China Media Capital, which bought a 13 per cent stake for $400 million in the parent company of Manchester City last year after a visit to the club by Mr Xi himself, has also acquired the broadcast rights to the Chinese Super League and launched a film-making joint venture with Warner Brothers, on top of its other media businesses.

Everbright, which has approached Liverpool about a possible investment, previously acquired joint control of MP & Silva, another sports rights group.

But Alexander Jarvis, whose company Blackbridge has advised on several football deals involving Chinese investors, says that many smaller Chinese companies appear to be acting on impulse even though they "have no experience of football".

“Some football types will sell their granny to do a deal,” he says. “So there’s a risk of the clubs and the Chinese investors getting duped.”

An adviser who worked on the sale of West Bromwich Albion says that roughly a dozen Chinese investors looked at the club but only four had the financial capability and a good rationale to proceed with the deal.

“It’s very difficult to assess the quality of potential buyers unless you have hands and feet on the ground in China,” he says.

Feng Tao, chief executive of Shankai, a Chinese sports marketing company, says that some entrepreneurs believe they can make quick profits by buying underperforming European clubs with a large fan base and turning them round, eventually capitalising on a higher valuation by injecting them into Chinese listed companies.

But the new Chinese owners of second-tier English clubs Aston Villa, Birmingham City and Wolverhampton Wanderers will not find it easy to secure promotion to the money-rich Premier League.

Managing expectations

Mr Jarvis says that these backers will need to invest significantly in players and coaches, while managing the expectations of the fans and trying to boost income and cover their financing costs. It is, he says, an exercise akin to “a monkey dancing on a razor blade”.

Keith Wyness, the recently installed chief executive of Aston Villa, admits that getting into the Premier League is "without doubt one of the hardest football challenges".

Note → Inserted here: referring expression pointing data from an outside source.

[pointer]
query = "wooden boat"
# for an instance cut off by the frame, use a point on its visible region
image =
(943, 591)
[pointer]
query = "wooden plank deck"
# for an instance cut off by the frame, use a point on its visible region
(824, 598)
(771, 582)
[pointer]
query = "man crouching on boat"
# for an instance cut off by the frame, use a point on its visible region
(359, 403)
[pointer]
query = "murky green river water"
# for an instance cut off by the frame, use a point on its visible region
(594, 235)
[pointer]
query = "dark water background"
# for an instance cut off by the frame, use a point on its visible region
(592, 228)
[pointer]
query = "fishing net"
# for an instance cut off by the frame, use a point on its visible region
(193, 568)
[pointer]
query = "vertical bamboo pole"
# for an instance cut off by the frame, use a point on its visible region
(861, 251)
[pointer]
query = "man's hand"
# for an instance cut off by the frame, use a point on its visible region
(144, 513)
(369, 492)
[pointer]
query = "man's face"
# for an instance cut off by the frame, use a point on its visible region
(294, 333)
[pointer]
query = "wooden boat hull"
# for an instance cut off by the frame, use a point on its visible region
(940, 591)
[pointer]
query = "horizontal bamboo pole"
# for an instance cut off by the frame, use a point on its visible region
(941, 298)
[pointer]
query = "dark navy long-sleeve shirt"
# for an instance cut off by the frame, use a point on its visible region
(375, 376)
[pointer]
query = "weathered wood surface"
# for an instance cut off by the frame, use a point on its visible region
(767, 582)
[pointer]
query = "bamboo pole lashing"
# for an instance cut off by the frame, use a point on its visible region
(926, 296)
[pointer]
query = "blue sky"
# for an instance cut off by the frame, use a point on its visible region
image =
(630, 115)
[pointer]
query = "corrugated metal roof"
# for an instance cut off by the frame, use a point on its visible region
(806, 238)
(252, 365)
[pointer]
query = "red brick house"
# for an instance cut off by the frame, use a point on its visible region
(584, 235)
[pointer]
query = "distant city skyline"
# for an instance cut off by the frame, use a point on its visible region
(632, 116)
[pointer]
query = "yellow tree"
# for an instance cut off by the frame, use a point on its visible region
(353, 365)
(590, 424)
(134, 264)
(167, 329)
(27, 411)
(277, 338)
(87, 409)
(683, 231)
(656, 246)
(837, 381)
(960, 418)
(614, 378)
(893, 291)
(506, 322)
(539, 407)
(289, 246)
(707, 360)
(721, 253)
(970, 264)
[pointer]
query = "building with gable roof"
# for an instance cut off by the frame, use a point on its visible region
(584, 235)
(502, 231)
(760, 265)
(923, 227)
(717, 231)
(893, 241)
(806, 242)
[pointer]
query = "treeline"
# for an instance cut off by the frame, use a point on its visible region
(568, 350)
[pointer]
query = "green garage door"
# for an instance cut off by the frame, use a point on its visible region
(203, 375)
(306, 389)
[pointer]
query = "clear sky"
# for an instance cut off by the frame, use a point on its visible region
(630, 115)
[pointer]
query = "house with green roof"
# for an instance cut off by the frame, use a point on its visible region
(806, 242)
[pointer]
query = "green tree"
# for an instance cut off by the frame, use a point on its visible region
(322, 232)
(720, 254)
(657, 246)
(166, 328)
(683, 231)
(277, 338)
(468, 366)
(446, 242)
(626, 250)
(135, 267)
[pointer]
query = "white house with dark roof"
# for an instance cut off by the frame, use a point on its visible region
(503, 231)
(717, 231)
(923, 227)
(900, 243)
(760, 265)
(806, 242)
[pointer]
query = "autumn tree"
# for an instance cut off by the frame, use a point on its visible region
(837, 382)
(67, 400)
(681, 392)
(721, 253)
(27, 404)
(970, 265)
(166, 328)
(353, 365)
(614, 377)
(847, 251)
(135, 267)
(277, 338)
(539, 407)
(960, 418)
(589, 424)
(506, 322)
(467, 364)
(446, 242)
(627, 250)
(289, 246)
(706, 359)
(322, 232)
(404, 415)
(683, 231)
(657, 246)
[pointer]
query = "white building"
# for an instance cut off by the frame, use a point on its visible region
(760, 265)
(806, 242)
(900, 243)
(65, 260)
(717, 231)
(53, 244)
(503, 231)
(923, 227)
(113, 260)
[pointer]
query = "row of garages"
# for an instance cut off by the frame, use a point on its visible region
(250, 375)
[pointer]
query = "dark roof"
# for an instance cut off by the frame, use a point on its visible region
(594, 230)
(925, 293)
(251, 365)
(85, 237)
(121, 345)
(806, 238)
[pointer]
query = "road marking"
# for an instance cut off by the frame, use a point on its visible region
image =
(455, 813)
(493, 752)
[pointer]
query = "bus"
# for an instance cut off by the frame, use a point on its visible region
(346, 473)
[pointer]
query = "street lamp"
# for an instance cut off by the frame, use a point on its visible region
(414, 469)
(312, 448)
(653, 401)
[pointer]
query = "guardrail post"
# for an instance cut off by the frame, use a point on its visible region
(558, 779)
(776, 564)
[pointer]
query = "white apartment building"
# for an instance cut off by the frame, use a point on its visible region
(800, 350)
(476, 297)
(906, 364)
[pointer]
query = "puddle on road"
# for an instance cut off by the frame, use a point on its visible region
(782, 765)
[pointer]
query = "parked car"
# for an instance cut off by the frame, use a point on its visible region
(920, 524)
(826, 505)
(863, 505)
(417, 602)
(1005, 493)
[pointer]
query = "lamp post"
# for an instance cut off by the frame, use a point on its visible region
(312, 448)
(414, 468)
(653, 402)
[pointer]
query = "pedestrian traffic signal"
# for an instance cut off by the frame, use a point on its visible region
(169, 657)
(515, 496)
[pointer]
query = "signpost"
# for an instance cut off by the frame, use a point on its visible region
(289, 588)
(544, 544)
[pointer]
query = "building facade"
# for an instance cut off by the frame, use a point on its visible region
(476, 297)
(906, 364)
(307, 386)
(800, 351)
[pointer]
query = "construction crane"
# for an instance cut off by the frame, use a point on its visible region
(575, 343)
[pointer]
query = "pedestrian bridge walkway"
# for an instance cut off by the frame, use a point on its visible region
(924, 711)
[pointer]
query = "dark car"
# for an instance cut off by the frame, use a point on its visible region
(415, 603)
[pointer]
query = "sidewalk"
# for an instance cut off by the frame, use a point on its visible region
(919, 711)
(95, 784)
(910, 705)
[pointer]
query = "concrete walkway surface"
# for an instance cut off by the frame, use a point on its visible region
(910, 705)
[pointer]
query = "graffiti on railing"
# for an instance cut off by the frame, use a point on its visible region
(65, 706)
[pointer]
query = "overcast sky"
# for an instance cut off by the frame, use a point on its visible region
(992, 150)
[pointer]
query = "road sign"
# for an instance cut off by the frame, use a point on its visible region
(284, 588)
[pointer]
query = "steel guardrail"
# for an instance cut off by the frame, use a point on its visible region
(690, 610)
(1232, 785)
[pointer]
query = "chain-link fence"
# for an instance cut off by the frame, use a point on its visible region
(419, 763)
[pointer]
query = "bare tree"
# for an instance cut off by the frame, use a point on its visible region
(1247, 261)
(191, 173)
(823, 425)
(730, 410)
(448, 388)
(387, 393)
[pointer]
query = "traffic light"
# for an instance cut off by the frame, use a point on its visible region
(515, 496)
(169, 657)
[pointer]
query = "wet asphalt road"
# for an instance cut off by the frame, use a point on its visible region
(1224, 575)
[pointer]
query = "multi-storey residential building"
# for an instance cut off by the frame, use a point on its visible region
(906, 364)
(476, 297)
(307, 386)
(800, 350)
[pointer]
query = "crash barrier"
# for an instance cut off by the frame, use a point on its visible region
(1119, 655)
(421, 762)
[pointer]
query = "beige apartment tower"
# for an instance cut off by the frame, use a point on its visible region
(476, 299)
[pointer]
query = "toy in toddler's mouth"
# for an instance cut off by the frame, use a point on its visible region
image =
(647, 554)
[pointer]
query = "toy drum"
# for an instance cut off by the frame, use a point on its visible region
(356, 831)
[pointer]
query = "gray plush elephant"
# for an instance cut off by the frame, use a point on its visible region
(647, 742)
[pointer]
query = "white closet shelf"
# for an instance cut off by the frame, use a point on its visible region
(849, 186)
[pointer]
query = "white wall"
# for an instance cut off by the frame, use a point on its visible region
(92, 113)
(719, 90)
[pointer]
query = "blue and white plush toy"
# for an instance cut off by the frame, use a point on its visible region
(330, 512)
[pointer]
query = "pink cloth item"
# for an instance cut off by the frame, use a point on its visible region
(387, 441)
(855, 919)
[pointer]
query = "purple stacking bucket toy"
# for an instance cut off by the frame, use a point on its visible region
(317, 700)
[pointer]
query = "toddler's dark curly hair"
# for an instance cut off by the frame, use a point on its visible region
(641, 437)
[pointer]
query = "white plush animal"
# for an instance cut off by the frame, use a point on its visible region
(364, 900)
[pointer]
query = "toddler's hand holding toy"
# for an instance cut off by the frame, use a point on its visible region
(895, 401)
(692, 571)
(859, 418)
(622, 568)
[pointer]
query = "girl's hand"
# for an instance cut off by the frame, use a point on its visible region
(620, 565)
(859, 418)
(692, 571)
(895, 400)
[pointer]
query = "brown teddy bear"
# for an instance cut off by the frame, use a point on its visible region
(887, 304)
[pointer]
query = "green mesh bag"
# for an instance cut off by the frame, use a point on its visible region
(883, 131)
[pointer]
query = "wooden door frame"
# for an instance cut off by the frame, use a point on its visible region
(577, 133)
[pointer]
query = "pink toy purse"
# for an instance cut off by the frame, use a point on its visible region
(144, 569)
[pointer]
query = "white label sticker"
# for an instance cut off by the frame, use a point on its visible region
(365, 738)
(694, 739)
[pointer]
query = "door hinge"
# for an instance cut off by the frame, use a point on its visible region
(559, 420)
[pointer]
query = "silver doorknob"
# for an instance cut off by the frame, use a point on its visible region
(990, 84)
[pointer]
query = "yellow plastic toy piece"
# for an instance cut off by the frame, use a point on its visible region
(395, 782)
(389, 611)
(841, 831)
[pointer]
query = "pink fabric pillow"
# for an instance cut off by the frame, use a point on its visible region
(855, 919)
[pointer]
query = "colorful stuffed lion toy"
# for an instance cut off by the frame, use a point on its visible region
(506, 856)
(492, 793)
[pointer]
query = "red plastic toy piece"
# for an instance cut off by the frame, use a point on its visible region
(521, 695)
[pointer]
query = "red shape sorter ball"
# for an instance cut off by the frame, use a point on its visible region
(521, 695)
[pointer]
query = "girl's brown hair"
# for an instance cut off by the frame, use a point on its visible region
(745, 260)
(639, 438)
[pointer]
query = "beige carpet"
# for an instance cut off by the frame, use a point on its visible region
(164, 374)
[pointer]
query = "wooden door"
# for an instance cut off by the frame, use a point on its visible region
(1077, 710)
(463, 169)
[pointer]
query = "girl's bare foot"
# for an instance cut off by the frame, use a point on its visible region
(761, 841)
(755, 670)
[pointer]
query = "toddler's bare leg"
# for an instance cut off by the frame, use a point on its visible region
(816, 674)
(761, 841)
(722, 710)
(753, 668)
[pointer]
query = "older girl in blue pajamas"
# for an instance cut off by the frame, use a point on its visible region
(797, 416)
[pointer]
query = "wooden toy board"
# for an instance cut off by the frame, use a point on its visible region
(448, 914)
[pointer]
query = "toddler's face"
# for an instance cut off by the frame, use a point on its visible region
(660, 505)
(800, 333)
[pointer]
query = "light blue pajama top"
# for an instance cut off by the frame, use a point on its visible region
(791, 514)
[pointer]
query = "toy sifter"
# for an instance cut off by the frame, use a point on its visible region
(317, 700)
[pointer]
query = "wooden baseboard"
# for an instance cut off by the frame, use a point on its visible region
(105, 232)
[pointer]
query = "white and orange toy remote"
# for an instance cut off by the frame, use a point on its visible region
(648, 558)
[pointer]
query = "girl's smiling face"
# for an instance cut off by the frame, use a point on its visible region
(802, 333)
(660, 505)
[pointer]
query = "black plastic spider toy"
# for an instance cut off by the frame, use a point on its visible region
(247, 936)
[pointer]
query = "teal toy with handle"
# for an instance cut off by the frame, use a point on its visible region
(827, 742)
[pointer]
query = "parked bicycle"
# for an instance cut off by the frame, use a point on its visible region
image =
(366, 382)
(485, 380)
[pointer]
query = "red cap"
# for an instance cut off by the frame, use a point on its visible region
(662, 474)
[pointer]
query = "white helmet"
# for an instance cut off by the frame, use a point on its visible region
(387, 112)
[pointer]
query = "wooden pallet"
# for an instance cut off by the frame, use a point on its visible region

He adds that Mr Xia “fully understands this” although the owner has been somewhat more quixotic in his public statements, telling the club website that “my long-term aim is to make Aston Villa the greatest club in the world”.

Like others representing the new wave of Chinese football tycoons, Mr Wyness argues that Aston Villa can use Mr Xia’s connections to gain access to the best emerging Chinese players and tap commercial opportunities in China, saying that “being on the inside gives us a big advantage”.

But Mark Dreyer, an industry expert who runs a blog called China Sports Insider, says "the idea that clubs will be big in China just because they have a Chinese owner is nonsense".

“Every club across the big leagues is trying to appeal to the Chinese audience through TV, social media and pre-season tours,” he says. “Some of these purchases are going to end in tears.”